The City Council is expected to begin reviewing legislation next month that would transfer administration of Hemming Plaza from the city to a private nonprofit corporation.

A Request for Proposals to manage the park and schedule programming yielded in December a single response, that from Friends of Hemming Plaza. The group’s proposal specified a $915,000 budget for the first year of operation with the city covering $765,000 of the cost.

Since then, the Downtown Investment Authority has adopted an 18-month, $1.25 million budget for the private operation of the 1-square-block park adjacent to City Hall, the Museum of Contemporary Art Jacksonville, the Main Library and the Bryan Simpson U.S. Courthouse.

The city Parks & Recreation Department has earmarked $200,000 per year for operation of the park and the prospective new administrator has agreed to raise $250,000, said Bill Prescott, a Friends of Hemming Plaza board member.
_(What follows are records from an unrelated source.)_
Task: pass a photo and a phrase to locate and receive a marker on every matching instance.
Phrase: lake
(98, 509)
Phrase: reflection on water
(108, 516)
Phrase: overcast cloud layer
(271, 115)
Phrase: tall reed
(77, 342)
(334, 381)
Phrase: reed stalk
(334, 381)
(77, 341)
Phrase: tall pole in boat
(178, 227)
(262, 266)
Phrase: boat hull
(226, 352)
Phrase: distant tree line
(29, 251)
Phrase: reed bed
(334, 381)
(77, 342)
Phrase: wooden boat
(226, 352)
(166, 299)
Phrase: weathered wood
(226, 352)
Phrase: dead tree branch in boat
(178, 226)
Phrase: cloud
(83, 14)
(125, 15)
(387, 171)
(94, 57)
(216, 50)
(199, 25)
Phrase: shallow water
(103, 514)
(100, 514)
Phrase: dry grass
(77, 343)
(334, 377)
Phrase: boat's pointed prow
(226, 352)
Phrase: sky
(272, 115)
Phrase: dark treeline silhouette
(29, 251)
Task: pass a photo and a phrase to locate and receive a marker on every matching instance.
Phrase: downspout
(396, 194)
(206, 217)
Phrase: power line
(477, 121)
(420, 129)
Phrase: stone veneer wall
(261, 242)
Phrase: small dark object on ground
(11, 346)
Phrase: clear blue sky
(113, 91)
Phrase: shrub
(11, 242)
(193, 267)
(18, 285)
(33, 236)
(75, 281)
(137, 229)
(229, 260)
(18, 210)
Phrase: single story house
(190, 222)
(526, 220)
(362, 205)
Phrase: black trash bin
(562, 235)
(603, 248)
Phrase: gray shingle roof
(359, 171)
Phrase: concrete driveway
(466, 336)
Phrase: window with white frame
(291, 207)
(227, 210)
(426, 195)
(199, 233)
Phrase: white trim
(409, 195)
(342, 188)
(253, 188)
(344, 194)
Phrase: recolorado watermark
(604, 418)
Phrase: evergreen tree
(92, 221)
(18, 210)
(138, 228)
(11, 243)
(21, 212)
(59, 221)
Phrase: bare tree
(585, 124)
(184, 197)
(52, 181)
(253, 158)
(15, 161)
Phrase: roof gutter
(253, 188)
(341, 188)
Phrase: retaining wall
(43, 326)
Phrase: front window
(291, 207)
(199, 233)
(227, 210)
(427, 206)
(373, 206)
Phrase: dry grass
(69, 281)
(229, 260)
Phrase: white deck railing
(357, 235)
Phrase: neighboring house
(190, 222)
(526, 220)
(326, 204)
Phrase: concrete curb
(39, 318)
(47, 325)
“The $1 million is there to operate the park,” he said Wednesday at a meeting of the board of directors of Downtown Vision Inc., of which he also is a member.

Other Friends’ board members include DVI Executive Director Terry Lorince; Cultural Council of Greater Jacksonville board chair Diane Brunet-Garcia; Tony Allegretti, a JAX Chamber official who’s soon to become executive director of the Cultural Council; Vince Cavin, director of operations and finance for One Spark; and Wayne Wood.

Prescott said assuming City Council approves funding the Friends, the organization plans to hire at least three full-time management positions. He said DVI will “leverage Block by Block,” the subcontractor that operates the Downtown Ambassador program for DVI, to provide maintenance services in the plaza.

Purchase of new street furniture and maintenance equipment, including a pressure washer, will cost about $150,000 and the city might furnish office space for the Friends in the Ed Ball Building near the plaza, Prescott said.

District 4 City Council member Don Redman, whose district includes Hemming Plaza, said Wednesday he’s optimistic his colleagues will approve funding the plan.

“I think the City Council will be on board. They want to see a change,” he said.